Getting Started
View SourceThis guide walks through making your first requests after completing Installation.
Your first request
Send a non-streaming request to any configured provider:
curl -X POST http://localhost:4000/v1/responses \
-H "Content-Type: application/json" \
-d '{
"model": "gpt-4o",
"input": [
{"role": "user", "content": "Explain the BEAM in one sentence."}
]
}'
Response:
{
"id": "01950000-0000-0000-0000-000000000000",
"object": "response",
"model": "gpt-4o",
"status": "completed",
"output": [
{
"type": "message",
"role": "assistant",
"content": [{"type": "output_text", "text": "The BEAM is..."}],
"status": "completed"
}
],
"usage": {}
}Streaming responses
Add "stream": true to receive Server-Sent Events as the model generates:
curl -X POST http://localhost:4000/v1/responses \
-H "Content-Type: application/json" \
-H "Accept: text/event-stream" \
-d '{
"model": "gpt-4o",
"stream": true,
"input": [
{"role": "user", "content": "Write a haiku about Elixir."}
]
}'
You'll receive a stream of events:
event: response.created
data: {"id":"01950000...","status":"queued",...}
event: response.in_progress
data: {"type":"response.in_progress","sequence_number":0}
event: response.output_text.delta
data: {"type":"response.output_text.delta","delta":"Concurrent","sequence_number":3}
event: response.output_text.delta
data: {"type":"response.output_text.delta","delta":" streams flow","sequence_number":4}
event: response.completed
data: {"id":"01950000...","status":"completed",...}
data: [DONE]See Streaming for the full event catalogue and client examples.
Using tools
Define tools in the request and the model will call them when appropriate:
curl -X POST http://localhost:4000/v1/responses \
-H "Content-Type: application/json" \
-d '{
"model": "claude-opus-4-6",
"input": [
{"role": "user", "content": "What time is it in Tokyo?"}
],
"tools": [
{
"type": "function",
"name": "get_time",
"description": "Get the current time in a given timezone",
"parameters": {
"type": "object",
"properties": {
"timezone": {"type": "string", "description": "IANA timezone name"}
},
"required": ["timezone"]
}
}
]
}'
When the model decides to call get_time, OpenResponses emits a function_call item in the output.

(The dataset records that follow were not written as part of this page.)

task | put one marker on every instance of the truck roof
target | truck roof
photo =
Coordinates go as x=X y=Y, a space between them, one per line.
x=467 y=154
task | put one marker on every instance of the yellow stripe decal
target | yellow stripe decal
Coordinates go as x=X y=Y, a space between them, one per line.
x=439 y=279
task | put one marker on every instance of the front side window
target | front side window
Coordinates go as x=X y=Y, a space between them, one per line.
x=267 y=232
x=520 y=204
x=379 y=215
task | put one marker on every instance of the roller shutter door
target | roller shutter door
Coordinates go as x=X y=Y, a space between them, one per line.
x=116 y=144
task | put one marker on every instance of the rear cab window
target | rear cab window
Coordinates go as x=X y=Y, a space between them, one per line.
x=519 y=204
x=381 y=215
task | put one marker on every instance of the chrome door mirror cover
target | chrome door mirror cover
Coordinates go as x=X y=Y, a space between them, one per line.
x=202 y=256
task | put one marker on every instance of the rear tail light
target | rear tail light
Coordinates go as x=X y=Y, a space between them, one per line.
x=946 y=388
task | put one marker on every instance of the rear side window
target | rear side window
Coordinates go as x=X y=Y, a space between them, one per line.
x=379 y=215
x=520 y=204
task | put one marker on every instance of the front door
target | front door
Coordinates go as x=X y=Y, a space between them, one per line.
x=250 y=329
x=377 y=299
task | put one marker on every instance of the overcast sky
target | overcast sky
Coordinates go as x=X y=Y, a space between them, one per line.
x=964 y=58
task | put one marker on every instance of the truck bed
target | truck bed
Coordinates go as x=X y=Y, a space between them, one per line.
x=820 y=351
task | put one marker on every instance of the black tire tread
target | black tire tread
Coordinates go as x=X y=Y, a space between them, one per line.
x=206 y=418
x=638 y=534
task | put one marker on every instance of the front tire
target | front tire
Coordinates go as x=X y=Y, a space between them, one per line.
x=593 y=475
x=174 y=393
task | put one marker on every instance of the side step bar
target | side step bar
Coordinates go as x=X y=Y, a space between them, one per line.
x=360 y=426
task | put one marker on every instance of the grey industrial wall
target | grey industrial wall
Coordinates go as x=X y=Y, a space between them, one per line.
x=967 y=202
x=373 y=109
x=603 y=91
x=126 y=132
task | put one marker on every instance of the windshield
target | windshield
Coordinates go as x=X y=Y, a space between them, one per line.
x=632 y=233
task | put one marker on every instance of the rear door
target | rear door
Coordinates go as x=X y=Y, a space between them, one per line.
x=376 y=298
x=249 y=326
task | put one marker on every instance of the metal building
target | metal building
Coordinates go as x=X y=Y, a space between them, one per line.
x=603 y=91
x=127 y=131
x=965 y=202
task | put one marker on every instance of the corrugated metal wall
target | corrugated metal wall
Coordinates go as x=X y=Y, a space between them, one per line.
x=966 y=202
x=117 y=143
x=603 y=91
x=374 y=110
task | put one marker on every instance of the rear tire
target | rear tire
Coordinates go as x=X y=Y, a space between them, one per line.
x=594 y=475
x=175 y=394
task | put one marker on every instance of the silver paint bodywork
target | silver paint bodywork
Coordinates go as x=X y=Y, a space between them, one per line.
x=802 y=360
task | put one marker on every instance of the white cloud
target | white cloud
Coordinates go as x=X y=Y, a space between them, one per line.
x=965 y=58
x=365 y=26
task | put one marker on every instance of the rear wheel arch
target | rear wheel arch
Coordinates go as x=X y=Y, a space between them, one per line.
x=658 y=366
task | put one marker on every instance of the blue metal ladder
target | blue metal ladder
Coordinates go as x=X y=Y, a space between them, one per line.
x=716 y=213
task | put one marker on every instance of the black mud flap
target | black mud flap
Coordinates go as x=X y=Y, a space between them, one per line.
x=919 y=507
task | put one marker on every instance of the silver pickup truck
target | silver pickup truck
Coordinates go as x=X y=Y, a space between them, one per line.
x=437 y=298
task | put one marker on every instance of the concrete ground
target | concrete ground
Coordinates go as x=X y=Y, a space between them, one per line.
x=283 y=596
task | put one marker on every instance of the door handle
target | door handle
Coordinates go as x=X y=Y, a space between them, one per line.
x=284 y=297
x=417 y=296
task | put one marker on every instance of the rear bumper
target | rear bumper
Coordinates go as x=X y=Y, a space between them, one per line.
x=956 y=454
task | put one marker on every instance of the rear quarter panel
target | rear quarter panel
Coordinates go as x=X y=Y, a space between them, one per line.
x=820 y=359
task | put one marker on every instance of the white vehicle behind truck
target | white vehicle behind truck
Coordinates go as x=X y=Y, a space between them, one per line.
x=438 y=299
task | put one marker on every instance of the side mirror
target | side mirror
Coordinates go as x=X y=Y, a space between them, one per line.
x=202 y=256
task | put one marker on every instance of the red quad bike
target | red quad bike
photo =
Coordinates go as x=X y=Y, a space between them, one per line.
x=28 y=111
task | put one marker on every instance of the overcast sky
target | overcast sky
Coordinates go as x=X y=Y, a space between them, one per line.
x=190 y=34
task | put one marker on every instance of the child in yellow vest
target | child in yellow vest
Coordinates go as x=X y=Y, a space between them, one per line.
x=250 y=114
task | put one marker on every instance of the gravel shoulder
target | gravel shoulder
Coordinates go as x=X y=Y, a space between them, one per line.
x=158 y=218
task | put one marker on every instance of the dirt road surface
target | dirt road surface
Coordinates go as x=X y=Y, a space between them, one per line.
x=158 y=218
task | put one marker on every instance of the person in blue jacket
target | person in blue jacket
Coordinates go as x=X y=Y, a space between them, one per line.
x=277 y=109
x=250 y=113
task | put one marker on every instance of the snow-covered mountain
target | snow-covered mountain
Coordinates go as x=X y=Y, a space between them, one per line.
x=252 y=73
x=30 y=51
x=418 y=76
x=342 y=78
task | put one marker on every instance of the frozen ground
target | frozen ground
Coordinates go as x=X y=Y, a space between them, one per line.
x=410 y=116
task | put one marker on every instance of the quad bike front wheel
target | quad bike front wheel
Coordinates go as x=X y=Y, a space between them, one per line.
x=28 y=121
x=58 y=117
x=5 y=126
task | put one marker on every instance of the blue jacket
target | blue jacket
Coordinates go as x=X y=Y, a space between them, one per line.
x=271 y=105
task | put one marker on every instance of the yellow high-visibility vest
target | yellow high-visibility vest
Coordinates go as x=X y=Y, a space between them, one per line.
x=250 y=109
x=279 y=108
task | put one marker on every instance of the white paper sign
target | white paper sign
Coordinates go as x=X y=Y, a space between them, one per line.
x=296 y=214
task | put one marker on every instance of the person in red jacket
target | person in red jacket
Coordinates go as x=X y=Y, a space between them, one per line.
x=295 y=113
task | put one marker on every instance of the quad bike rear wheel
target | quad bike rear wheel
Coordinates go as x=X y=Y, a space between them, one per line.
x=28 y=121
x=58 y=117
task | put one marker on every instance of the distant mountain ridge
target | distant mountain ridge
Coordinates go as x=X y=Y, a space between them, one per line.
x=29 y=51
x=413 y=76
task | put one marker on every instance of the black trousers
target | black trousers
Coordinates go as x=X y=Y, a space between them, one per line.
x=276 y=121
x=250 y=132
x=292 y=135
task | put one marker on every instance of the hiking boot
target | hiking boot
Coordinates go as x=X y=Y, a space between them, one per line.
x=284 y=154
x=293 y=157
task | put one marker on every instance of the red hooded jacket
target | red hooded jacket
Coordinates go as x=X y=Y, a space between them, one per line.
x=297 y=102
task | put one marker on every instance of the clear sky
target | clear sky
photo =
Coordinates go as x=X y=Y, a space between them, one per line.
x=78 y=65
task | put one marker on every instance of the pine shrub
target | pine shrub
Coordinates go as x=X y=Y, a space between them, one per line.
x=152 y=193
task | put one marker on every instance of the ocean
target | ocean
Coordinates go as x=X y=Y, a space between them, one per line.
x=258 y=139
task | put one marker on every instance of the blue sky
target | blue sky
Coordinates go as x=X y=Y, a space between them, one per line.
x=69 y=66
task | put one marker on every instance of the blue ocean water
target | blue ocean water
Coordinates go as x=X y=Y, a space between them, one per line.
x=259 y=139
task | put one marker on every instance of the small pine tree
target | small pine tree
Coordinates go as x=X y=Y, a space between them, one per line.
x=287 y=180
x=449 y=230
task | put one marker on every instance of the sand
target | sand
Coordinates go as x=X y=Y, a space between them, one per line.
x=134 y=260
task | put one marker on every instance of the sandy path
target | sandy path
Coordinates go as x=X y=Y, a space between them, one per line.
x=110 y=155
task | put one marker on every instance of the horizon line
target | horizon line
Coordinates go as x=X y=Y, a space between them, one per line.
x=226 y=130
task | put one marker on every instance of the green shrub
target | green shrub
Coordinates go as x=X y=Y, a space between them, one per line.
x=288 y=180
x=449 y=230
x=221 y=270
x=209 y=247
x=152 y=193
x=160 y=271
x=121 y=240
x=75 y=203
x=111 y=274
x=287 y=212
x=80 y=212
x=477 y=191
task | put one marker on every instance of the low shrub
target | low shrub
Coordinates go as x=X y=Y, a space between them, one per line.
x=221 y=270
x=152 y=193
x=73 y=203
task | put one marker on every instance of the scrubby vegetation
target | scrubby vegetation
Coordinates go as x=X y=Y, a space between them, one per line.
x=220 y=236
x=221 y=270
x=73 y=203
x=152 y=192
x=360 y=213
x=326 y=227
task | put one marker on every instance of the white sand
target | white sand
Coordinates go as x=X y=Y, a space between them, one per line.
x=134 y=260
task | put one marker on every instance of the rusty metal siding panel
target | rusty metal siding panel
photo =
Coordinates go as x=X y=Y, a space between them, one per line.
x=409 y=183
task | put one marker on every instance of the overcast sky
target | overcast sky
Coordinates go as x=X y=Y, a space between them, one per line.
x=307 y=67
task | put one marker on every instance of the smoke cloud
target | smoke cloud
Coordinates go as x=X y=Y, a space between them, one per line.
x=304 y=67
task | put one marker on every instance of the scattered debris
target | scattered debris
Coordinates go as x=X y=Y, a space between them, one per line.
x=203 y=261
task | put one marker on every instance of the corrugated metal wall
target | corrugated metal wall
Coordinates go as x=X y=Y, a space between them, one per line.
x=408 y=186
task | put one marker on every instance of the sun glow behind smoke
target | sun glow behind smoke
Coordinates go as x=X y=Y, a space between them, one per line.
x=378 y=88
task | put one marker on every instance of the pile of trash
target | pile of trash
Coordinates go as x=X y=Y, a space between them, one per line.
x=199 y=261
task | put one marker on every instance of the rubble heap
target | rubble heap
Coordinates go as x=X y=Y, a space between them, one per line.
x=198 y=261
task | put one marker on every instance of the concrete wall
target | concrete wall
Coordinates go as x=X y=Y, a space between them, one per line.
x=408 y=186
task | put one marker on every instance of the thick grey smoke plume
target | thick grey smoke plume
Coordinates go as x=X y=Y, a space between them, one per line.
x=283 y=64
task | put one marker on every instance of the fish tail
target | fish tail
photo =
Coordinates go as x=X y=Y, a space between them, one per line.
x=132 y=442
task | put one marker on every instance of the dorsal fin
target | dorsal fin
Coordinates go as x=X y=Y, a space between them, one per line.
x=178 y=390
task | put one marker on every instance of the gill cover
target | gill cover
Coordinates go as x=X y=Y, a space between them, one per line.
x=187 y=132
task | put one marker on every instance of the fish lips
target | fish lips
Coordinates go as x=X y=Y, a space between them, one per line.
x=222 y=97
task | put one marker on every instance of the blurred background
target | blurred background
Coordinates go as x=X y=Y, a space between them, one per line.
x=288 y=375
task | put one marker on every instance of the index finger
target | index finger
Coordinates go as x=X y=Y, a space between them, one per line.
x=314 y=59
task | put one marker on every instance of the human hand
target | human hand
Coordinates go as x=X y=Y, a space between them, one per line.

You then submit the result in a follow-up request using previous_response_id. See Tool Dispatch for the full flow.
Multi-turn conversations
Use previous_response_id to continue a conversation. OpenResponses automatically reconstructs the full context from the cache:
# First turn
curl -X POST http://localhost:4000/v1/responses \
-H "Content-Type: application/json" \
-d '{
"model": "gpt-4o",
"input": [{"role": "user", "content": "My name is Alice."}]
}'
# → {"id": "resp_001", ...}
# Second turn — no need to repeat the history
curl -X POST http://localhost:4000/v1/responses \
-H "Content-Type: application/json" \
-d '{
"model": "gpt-4o",
"previous_response_id": "resp_001",
"input": [{"role": "user", "content": "What is my name?"}]
}'
See Conversation History for caching behaviour and TTL configuration.
Choosing a model
The model name determines which provider adapter is used:
| Model prefix | Provider |
|---|---|
gpt-* | OpenAI |
claude-* | Anthropic |
gemini-* | Google Gemini |
llama*, mistral*, phi*, qwen* | Ollama (local) |
See Providers to add API keys and customise routing.